Let’s check one finding rated as ‘HIGH’ in my environment.
Here, the scan is reporting that one policy defines services instead of people as Principals listing S3 buckets. This policy was defined to allow database services to read/list the S3 bucket. You can then assess your own risk and take adequate measures if applicable.
Note: this environment is already destroyed and therefore the finding is no longer relevant.
What are the limitations?
As mentioned before, there are notable issues to take into consideration when opting for a community project like this one. One might be continuation (for example, the visualization module is no longer maintained). Some unsupported features will not be extended any further as a result.
On the other hand, security auditing has a great variety of checks against your AWS infrastructure, but it will probably not rival most of the commercial solutions available due to their continuous evolution and support. At the time of writing (February 2023), the latest version and functional changes date from November 2021.
Who should be using this tool?
Despite all the limitations mentioned before, I think CloudMapper is a great fit for a first assessment of environments where no other tools have been implemented yet. The visualization tool may represent misconfigurations, such as unintended public accesses or idle EC2 instances, with just a browser and a few commands. Furthermore, the security audit report will be offering a set of findings where lots of them would be low-hanging fruits to solve.
It is also possible to implement a regular, scheduled run of CloudMapper for security auditing and create notifications to other channels.
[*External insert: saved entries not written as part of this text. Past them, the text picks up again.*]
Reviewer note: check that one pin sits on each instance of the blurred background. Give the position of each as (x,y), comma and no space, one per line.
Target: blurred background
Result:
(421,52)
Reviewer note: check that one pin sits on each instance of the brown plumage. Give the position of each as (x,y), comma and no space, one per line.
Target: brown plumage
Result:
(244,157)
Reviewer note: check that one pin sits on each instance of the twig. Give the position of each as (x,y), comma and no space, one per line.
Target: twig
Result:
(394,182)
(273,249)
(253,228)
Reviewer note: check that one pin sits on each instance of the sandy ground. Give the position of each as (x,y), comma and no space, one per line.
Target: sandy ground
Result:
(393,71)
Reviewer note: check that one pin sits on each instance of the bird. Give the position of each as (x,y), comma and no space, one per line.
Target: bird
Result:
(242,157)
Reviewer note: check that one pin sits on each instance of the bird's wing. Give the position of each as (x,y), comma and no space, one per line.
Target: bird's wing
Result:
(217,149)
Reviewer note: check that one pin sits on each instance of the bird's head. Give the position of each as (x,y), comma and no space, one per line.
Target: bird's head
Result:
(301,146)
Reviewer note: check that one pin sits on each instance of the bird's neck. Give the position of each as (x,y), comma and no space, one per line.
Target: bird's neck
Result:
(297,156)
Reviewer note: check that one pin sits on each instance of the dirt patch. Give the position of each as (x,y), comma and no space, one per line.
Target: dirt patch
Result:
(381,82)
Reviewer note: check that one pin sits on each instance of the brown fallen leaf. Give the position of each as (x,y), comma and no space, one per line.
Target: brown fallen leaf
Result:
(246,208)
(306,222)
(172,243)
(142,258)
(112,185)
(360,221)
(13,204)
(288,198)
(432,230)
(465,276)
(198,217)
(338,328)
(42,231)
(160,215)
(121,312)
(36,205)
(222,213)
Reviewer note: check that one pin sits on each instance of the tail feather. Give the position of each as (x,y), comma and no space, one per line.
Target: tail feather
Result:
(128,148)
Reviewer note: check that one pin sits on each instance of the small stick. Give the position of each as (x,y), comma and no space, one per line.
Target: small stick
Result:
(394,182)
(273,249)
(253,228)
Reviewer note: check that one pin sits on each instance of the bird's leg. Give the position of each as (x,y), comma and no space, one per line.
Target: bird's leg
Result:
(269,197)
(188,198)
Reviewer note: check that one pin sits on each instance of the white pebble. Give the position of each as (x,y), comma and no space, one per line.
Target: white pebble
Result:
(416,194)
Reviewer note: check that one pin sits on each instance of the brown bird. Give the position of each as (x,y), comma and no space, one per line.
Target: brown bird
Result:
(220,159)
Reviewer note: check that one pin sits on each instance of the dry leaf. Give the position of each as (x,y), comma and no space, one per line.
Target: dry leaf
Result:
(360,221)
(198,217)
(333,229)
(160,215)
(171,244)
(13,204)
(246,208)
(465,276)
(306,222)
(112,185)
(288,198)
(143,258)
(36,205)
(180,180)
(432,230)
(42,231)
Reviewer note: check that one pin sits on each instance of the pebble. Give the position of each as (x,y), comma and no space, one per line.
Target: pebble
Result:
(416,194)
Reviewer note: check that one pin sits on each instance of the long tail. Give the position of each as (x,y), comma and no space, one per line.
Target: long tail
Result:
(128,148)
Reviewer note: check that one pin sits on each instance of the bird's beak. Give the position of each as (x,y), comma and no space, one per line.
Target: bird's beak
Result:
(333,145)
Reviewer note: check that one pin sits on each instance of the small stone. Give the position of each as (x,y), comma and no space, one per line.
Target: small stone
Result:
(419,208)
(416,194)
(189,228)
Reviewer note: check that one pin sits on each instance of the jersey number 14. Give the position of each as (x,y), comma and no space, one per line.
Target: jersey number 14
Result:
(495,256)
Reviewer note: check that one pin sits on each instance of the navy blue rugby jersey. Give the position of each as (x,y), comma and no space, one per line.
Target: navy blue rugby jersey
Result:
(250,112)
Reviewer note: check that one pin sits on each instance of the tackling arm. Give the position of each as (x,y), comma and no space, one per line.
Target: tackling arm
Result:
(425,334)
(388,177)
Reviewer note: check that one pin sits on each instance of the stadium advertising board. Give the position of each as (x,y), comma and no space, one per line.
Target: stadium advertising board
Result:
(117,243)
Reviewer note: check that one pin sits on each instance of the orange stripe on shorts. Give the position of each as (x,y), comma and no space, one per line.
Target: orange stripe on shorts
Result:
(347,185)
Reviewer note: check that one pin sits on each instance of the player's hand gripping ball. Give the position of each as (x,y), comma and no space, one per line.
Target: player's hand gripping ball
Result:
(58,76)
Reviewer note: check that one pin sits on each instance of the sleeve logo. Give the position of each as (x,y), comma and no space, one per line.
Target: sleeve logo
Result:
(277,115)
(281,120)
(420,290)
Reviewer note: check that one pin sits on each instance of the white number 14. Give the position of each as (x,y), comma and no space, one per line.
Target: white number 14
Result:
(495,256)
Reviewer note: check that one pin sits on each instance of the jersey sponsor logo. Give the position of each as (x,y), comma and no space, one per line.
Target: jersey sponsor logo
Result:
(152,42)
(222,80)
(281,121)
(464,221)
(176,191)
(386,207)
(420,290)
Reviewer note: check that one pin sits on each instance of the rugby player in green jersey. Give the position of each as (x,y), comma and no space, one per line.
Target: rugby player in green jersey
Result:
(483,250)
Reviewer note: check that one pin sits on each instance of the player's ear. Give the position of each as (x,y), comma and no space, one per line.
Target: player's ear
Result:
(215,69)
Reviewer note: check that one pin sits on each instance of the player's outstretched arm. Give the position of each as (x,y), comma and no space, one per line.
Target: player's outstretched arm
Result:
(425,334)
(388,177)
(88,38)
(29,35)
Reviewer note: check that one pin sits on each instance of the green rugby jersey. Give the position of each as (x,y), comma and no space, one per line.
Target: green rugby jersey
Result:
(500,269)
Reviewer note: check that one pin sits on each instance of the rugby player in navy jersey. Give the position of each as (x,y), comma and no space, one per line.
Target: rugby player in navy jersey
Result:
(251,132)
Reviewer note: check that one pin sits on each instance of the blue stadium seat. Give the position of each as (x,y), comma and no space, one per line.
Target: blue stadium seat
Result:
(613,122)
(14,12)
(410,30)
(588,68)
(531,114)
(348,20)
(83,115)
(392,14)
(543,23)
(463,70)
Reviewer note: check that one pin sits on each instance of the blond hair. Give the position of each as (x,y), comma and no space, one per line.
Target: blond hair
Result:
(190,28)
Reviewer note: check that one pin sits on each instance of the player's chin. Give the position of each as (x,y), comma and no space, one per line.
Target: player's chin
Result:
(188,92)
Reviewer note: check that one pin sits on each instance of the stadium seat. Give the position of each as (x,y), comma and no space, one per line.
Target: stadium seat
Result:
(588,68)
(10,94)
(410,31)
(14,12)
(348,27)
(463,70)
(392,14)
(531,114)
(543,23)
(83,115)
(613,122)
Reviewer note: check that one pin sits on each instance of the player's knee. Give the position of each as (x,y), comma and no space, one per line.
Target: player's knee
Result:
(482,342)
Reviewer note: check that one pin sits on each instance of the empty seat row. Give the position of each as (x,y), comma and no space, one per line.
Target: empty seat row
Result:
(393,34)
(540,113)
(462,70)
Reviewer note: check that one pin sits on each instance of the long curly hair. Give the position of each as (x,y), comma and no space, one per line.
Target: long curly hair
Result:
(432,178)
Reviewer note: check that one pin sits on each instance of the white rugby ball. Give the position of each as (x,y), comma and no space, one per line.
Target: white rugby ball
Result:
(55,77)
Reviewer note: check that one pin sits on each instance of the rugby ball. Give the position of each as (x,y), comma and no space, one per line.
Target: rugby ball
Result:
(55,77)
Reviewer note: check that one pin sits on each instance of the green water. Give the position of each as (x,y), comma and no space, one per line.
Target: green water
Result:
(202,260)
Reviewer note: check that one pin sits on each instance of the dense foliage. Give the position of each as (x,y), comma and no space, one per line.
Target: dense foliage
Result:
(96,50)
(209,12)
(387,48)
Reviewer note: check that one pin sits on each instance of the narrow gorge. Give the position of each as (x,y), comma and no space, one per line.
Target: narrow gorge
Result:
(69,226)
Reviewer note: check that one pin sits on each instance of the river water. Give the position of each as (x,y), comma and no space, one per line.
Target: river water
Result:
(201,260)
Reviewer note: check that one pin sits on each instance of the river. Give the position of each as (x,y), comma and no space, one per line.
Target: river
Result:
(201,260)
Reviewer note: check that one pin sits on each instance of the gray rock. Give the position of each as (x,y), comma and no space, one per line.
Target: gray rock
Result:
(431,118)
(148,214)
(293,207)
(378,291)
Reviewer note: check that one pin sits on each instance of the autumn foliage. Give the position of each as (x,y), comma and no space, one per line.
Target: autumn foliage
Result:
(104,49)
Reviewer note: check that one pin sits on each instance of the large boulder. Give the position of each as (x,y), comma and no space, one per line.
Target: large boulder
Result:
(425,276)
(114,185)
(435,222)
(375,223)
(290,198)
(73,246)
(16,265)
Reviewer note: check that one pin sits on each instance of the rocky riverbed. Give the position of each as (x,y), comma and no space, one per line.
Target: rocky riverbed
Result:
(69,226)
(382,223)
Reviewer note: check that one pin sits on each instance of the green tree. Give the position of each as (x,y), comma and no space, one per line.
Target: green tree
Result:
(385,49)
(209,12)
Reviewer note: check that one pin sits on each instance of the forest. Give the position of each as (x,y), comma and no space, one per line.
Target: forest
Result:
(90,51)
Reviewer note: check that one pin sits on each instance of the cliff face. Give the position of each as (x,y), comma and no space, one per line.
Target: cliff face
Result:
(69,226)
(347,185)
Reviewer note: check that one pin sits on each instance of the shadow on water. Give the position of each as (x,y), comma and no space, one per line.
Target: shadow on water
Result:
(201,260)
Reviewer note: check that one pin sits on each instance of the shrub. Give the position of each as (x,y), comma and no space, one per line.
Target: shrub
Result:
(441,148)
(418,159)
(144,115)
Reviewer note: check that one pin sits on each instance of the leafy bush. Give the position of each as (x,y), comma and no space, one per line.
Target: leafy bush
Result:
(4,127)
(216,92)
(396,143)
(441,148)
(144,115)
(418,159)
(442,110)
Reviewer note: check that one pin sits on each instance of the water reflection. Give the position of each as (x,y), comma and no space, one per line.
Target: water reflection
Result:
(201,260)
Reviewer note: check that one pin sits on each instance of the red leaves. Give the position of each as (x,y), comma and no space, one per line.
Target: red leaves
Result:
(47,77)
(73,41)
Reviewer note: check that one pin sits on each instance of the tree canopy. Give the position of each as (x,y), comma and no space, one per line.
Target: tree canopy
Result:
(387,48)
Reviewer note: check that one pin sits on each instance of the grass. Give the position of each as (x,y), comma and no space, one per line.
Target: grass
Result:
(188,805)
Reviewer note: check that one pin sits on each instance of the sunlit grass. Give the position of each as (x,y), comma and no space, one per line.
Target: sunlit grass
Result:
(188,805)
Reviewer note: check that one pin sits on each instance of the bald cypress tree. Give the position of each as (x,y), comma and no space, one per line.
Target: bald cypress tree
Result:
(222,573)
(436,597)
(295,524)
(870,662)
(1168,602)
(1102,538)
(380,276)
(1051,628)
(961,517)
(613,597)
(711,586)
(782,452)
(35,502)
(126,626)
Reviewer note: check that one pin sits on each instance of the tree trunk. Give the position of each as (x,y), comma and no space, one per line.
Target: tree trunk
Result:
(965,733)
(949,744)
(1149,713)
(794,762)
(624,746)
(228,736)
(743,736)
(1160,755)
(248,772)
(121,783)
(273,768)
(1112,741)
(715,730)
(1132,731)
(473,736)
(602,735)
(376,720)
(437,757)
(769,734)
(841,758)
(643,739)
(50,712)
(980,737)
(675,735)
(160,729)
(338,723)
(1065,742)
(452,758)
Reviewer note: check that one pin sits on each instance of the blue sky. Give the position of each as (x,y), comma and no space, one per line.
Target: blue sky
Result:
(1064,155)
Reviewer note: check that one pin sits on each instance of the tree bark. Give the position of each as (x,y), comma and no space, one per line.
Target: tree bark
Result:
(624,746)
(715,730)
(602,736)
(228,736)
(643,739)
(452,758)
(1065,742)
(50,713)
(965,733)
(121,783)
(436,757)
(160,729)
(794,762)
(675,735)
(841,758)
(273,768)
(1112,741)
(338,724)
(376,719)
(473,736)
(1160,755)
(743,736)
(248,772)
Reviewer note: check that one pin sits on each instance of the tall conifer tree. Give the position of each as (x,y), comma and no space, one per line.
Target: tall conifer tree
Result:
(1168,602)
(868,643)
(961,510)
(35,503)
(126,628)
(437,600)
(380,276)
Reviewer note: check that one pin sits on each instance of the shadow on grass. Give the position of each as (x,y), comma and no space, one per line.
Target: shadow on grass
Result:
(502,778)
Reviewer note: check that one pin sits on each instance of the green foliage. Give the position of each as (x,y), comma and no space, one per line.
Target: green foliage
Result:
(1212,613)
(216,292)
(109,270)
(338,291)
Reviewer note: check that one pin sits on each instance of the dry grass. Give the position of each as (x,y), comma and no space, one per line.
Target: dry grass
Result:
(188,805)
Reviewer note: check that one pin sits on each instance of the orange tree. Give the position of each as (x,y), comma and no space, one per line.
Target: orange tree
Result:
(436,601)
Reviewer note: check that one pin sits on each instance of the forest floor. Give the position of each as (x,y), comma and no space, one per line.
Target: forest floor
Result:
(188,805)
The authors have implemented a multi-account example with nightly runs and Slack notifications. It can be used as a complement to other checks you already have in place, with minimal configuration.
Finally, if your security auditing processes are relying entirely on open-source, this is one of the pieces you may want in your arsenal. It serves two major observability purposes within a single tool, and it is compatible with other more-specific software.